In 1958 Sigrid Ekendahl became the first woman to participate in central negotiations and in 1960 the employment market partners agreed to abolish so-called “women’s pay lists” and thereby introduce the principle of equal pay in Sweden. This was one of Sigrid Ekdahl’s most important successes of her career. A few years later Sigrid Ekendahl also became chair of Fria Fackföreningensinternationalens (International Confederation of Free Trade Unions) women’s committee, which came about for the same reason as LO’s women’s council. Here too she pushed the issue of equal pay and rights to childcare. During her time on the women’s committee the representation of trade union women became less Eurocentric and began to take on a more global aspect. Sigrid Ekendahl was the Swedish workers’ representative at the international workers’ conference (ILO), which served as an important platform for cooperation, international recommendations, and agreements regarding workers’ rights. She represented the workers’ movement on a great number of boards. For example, she sat on the labour market board, the labour market’s women’s agency, the consumer advice board, and as a delegate on the Nordic Council.
During Sigrid Ekendahl’s time the number of women who joined the LO members’ federation rose notably. In the central organisations of local trade unions there were at most 175 women’s committees across all of Sweden. Sigrid Ekendahl organised Swedish, Nordic, and international women’s courses in order to train women in trade union matters and provide them with the necessary skills to enable them to take their place within the trade union world and influence the male-dominated assembly of trade union organisation representatives and its counterparts.
Sigrid Ekendahl campaigned on behalf of union concerns, both within parliament and within the trade union movement, not just in Sweden but in the wider world too. She fought to disseminate the message that men and women were of equal worth and therefore should receive the same pay for the same, or equivalent, work. During the 1940s and the 1950s LO was the only organisation to campaign for daycare centres that should not just look after children but should also be founded on pedagogical foundations.

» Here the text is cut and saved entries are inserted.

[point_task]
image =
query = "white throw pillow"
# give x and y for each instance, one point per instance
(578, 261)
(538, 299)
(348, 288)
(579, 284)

During a parliamentary debate in 1963 Sigrid Ekendahl also highlighted the role of fathers with regard to childcare by clearly emphasising that men’s paid employment just like that of women had to be combined with their caring responsibilities. It is less well known that her trade union activities contributed to the formation of the Swedish Welfare State within areas which were not directly related to matters relating to the labour market. During her leadership, in 1960, LO’s women’s council made demands for cancer-screening for women. This resulted in voluntary mammograms and gynaecological cell testing being offered to all women in Sweden, as it still is today.
During the 1960s Sigrid Ekendahl expressed in an interview that she believed the struggle for equality had hitherto been very academic having been led by academics and so it would be very beneficial to the trade union movement if both men and women from the union could join the fight. Despite her extensive efforts on behalf of women’s rights and for equality between the sexes Sigrid Ekendahl was very clear that she did not want to be labelled a feminist.
Sigrid Ekendahl married twice. She died in Stockholm on 15 October 1996. She is buried at the Woodland Cemetery.